Enveric Biosciences Inc. (NASDAQ: ENVB) stock showed a gain of 11.47% at last close while it further rises in pre-market by 12.76%. Enveric Biosciences is a patient-centered biotechnology organization focused on creating innovative cannabinoid medicines that increase cancer patients’ quality of life. Radiodermatitis, a frequent and sometimes serious side effect of radiation therapy, and chemotherapy-induced neuropathy are two of the first symptoms.
On May 18, 2021, Enveric Biosciences announced its first-quarter 2021 financial results. Given below is the summary:
- During the three months ended March 31, 2021, net cash used in operating activities was $3,162,278.
- Operating costs for Enveric rose to $6,764,997 in the quarter ending March 31, 2021, up from $836,702 in the previous quarter. The rise was largely due to a $5,770,343 increase in general and operating fees, as well as a $157,952 increase in research and development costs.

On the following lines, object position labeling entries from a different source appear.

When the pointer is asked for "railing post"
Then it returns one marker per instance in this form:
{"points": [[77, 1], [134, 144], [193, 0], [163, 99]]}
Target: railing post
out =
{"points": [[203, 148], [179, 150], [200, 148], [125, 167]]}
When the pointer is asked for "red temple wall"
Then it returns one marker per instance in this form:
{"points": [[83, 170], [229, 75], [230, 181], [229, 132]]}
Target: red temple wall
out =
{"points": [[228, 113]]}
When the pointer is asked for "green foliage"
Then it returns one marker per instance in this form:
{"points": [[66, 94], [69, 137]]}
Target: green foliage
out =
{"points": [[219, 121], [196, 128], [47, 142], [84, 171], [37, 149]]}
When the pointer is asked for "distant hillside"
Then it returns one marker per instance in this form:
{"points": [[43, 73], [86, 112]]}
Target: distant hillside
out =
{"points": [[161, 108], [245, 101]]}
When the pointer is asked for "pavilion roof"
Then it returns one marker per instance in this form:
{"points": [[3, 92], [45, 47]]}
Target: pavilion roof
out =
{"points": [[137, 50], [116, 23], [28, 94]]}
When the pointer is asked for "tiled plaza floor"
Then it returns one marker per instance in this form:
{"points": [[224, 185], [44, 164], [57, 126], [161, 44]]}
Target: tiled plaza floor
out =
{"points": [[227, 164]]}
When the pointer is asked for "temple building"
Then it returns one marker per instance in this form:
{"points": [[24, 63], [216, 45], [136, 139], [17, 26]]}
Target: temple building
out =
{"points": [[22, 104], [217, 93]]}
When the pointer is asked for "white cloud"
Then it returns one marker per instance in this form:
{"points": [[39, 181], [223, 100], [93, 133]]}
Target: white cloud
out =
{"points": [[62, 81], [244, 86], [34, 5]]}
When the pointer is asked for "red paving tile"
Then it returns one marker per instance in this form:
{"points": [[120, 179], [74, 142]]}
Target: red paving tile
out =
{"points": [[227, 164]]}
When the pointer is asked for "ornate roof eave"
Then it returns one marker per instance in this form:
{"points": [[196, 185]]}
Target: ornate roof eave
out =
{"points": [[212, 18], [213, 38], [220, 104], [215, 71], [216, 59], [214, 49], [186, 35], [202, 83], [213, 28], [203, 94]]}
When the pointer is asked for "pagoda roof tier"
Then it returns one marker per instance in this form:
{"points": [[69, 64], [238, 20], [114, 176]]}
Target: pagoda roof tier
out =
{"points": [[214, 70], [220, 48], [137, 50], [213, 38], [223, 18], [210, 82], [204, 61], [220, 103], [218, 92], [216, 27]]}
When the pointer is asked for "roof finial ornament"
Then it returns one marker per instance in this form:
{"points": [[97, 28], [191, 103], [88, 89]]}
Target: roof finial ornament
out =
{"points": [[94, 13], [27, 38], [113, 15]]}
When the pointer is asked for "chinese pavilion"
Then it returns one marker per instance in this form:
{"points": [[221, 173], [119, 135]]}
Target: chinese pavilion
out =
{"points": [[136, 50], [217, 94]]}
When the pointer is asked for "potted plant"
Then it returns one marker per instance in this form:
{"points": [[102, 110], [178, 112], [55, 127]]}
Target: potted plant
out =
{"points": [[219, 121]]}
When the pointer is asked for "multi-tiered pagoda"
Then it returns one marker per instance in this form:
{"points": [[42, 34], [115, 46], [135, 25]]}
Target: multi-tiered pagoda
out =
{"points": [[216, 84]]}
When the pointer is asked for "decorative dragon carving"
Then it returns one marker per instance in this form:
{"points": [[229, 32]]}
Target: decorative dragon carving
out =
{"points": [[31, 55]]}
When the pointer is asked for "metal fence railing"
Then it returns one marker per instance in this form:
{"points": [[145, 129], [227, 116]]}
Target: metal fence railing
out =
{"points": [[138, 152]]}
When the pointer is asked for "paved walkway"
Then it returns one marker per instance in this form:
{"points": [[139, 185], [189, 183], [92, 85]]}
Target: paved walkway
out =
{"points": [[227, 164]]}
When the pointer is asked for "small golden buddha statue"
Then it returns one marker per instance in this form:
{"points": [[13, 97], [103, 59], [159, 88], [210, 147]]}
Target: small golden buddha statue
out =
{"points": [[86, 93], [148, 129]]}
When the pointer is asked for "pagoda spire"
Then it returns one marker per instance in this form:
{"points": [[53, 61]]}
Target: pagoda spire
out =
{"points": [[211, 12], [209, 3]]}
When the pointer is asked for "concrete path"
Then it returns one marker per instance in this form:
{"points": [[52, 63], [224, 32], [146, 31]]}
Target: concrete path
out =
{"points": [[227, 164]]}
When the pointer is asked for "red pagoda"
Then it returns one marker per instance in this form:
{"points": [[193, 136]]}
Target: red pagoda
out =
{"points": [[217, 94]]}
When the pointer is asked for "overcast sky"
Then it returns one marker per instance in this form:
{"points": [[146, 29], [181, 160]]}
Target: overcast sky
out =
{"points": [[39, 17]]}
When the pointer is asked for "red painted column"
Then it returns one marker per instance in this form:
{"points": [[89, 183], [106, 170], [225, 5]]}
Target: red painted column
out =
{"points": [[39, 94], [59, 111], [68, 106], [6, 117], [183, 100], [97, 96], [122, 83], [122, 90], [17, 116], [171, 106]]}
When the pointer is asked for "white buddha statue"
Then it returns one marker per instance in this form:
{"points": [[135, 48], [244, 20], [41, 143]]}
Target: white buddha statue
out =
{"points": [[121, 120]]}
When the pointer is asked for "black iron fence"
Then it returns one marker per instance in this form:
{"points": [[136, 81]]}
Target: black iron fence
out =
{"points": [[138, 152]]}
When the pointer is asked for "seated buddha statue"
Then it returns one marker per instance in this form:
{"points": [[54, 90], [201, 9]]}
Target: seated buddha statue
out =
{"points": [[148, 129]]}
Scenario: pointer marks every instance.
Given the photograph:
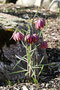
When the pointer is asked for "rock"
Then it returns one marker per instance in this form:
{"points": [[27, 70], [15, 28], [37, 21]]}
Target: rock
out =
{"points": [[2, 1], [54, 6], [25, 3]]}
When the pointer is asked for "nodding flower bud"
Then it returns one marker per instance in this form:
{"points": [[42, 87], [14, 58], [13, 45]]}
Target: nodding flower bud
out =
{"points": [[43, 45], [40, 24], [28, 38], [17, 36], [35, 38]]}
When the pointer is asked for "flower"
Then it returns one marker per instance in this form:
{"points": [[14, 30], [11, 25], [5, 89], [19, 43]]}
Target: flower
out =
{"points": [[28, 38], [35, 38], [40, 24], [43, 45], [17, 36]]}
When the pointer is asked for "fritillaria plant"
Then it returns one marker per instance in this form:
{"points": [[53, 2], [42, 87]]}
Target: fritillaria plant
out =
{"points": [[29, 41]]}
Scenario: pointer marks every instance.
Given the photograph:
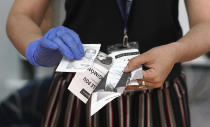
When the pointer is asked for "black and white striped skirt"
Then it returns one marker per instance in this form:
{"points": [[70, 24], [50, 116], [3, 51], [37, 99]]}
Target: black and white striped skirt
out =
{"points": [[162, 107]]}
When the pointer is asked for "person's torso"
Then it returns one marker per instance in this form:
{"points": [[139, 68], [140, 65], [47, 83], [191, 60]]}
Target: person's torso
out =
{"points": [[151, 22]]}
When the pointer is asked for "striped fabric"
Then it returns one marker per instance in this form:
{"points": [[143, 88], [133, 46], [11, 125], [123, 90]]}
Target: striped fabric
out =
{"points": [[163, 107]]}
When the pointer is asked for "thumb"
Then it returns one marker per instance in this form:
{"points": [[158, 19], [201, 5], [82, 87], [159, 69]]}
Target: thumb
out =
{"points": [[136, 62]]}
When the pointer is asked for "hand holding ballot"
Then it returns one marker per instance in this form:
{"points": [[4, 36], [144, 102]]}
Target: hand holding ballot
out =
{"points": [[103, 78]]}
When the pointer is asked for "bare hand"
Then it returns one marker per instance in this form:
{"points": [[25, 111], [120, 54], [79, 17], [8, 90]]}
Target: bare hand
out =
{"points": [[160, 61]]}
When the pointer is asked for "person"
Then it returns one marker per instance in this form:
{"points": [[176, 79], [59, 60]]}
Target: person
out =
{"points": [[154, 24]]}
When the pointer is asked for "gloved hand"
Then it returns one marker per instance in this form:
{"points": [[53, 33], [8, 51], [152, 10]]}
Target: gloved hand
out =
{"points": [[57, 42]]}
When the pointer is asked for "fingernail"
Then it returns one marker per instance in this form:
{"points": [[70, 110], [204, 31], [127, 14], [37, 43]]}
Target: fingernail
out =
{"points": [[126, 69]]}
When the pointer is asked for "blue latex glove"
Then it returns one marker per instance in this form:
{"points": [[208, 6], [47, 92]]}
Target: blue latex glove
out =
{"points": [[57, 42]]}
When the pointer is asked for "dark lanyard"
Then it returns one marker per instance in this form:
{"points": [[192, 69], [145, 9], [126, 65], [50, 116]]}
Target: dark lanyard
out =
{"points": [[125, 15]]}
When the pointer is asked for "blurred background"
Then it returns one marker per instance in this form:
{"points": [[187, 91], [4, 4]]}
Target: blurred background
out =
{"points": [[15, 71]]}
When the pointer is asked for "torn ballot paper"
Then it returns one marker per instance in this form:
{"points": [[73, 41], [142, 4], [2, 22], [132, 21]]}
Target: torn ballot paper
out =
{"points": [[91, 51], [114, 83], [84, 83]]}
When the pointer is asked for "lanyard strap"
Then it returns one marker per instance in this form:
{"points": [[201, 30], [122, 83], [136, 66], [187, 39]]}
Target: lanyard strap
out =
{"points": [[125, 14]]}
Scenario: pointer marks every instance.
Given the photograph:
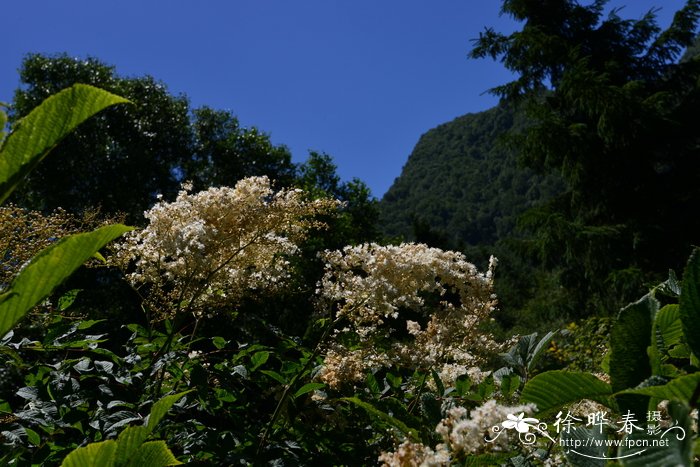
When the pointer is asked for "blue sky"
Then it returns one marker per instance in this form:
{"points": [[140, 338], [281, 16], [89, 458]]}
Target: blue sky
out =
{"points": [[360, 80]]}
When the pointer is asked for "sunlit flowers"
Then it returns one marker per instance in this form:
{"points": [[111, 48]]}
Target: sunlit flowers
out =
{"points": [[430, 303]]}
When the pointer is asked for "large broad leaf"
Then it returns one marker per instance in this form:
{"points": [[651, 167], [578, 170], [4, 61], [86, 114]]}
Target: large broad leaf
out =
{"points": [[44, 127], [132, 439], [554, 389], [681, 389], [93, 454], [630, 339], [385, 417], [131, 448], [671, 446], [153, 454], [690, 303], [48, 269], [589, 447]]}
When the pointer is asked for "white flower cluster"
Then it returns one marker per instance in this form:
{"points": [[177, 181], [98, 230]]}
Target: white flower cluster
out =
{"points": [[214, 245], [376, 288], [463, 433]]}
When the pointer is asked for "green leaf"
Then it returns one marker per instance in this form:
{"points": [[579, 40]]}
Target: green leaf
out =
{"points": [[682, 389], [385, 417], [668, 326], [586, 453], [49, 268], [161, 407], [128, 442], [153, 454], [308, 387], [676, 447], [553, 389], [44, 127], [219, 342], [690, 302], [67, 299], [258, 359], [92, 455], [535, 353], [630, 339], [274, 375], [33, 436]]}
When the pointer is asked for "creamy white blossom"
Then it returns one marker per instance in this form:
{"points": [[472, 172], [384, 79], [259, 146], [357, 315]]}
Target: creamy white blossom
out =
{"points": [[380, 291], [216, 245]]}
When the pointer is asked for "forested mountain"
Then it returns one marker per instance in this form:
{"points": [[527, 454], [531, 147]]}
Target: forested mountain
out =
{"points": [[462, 185]]}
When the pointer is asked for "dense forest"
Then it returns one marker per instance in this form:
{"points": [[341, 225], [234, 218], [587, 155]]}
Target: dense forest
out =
{"points": [[175, 290]]}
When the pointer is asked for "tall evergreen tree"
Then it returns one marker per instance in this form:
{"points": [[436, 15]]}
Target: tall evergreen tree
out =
{"points": [[615, 112]]}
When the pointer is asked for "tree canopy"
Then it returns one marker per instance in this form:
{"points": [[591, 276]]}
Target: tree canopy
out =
{"points": [[121, 160], [613, 110]]}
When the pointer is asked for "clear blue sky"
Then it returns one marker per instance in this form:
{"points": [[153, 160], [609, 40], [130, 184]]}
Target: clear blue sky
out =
{"points": [[360, 80]]}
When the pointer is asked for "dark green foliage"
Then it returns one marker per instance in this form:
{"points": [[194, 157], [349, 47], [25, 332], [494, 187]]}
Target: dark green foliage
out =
{"points": [[462, 182], [612, 111], [463, 188], [122, 160], [224, 152], [118, 161]]}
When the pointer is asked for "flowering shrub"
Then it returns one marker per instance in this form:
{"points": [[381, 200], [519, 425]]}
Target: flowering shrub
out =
{"points": [[212, 247], [410, 305], [462, 434]]}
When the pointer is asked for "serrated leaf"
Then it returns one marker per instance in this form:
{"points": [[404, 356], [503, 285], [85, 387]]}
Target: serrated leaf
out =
{"points": [[50, 268], [690, 303], [308, 387], [44, 127], [92, 455], [553, 389], [219, 342], [274, 375], [33, 436], [161, 407], [385, 417], [153, 454], [535, 353], [128, 442], [676, 448], [258, 359], [682, 388], [67, 299], [587, 454], [630, 339]]}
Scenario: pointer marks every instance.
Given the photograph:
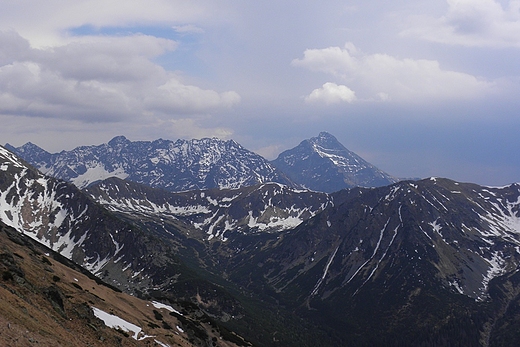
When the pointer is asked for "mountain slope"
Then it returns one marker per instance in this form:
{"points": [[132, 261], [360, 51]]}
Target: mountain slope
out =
{"points": [[416, 263], [268, 208], [49, 301], [175, 166], [323, 164]]}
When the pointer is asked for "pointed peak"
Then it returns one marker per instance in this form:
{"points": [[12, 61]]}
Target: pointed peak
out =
{"points": [[118, 140], [326, 140]]}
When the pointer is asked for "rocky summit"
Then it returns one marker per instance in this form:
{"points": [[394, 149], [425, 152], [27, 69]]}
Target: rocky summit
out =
{"points": [[431, 262], [322, 163], [176, 166]]}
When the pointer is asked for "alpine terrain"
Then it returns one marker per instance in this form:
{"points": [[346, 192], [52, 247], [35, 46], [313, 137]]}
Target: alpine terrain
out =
{"points": [[175, 166], [322, 163], [432, 262]]}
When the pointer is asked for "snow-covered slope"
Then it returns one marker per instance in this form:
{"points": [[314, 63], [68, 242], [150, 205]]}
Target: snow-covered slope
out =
{"points": [[60, 216], [269, 207], [322, 163], [176, 166]]}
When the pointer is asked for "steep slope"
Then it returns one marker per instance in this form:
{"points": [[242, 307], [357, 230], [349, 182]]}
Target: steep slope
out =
{"points": [[416, 263], [61, 217], [220, 214], [138, 257], [175, 166], [323, 164], [49, 301]]}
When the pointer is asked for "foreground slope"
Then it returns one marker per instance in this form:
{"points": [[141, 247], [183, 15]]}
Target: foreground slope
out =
{"points": [[322, 163], [432, 262], [47, 300], [175, 166]]}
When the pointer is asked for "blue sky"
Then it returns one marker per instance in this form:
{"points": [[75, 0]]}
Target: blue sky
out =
{"points": [[418, 88]]}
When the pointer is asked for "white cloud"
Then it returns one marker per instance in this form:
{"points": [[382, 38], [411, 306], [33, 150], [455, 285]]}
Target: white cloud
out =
{"points": [[331, 93], [188, 28], [479, 23], [384, 77], [44, 23], [98, 78]]}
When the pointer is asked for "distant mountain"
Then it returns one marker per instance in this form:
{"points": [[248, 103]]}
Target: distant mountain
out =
{"points": [[415, 263], [176, 166], [432, 262], [427, 263], [322, 163]]}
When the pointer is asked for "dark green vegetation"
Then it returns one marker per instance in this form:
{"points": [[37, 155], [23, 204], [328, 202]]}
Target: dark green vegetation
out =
{"points": [[427, 263]]}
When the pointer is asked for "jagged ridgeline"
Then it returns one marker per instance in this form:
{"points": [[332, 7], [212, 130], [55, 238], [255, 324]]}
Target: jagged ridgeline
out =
{"points": [[176, 166], [416, 263], [320, 163]]}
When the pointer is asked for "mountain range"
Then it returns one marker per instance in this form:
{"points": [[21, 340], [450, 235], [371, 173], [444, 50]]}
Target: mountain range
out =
{"points": [[431, 262], [320, 164]]}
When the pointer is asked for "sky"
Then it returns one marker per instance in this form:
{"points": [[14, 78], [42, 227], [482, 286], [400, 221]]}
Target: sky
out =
{"points": [[418, 88]]}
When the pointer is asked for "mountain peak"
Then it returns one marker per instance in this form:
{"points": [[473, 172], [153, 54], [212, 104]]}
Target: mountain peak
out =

Stock-based compensation of $3,591,565, stock incentive adjustment expenditure of $298,714, and a rise in public company regulatory expenses of $582,667 both contributed to the increase in general and administrative fees.
- For the three months ended March 31, 2021, total cash generated by funding activities was $24,881,733, which contained $21,614,488 in proceeds from the selling of common stock, net of offering expenses, and $3,267,245 in proceeds from warrant exercises. ENVB had $22,657,150 in cash as of March 31, 2021, and it had no debt.
- ENVB had 21,390,290 shares of common stock outstanding as of May 13, 2021.
David Johnson, Chairman, and Chief Executive Officer stated:
ENVB has spent the first half of 2021 focusing on progressing their pipeline of help treatment treatments, bolstering the executive team and Scientific Advisory Board with talented industry leaders, and maintaining a stable balance sheet, with nearly $23 million in cash as of March 31, 2021. ENVB plan to obtain approval and begin two critical Phase I/II trials in Glioblastoma Multiforme and Radiation Dermatitis in the second half of this year. Simultaneously, they continue to assess strategic acquisitions such as their Diverse Biotech license for five molecules, PureForm’s exclusive supply deal, and other undervalued synergistic investments.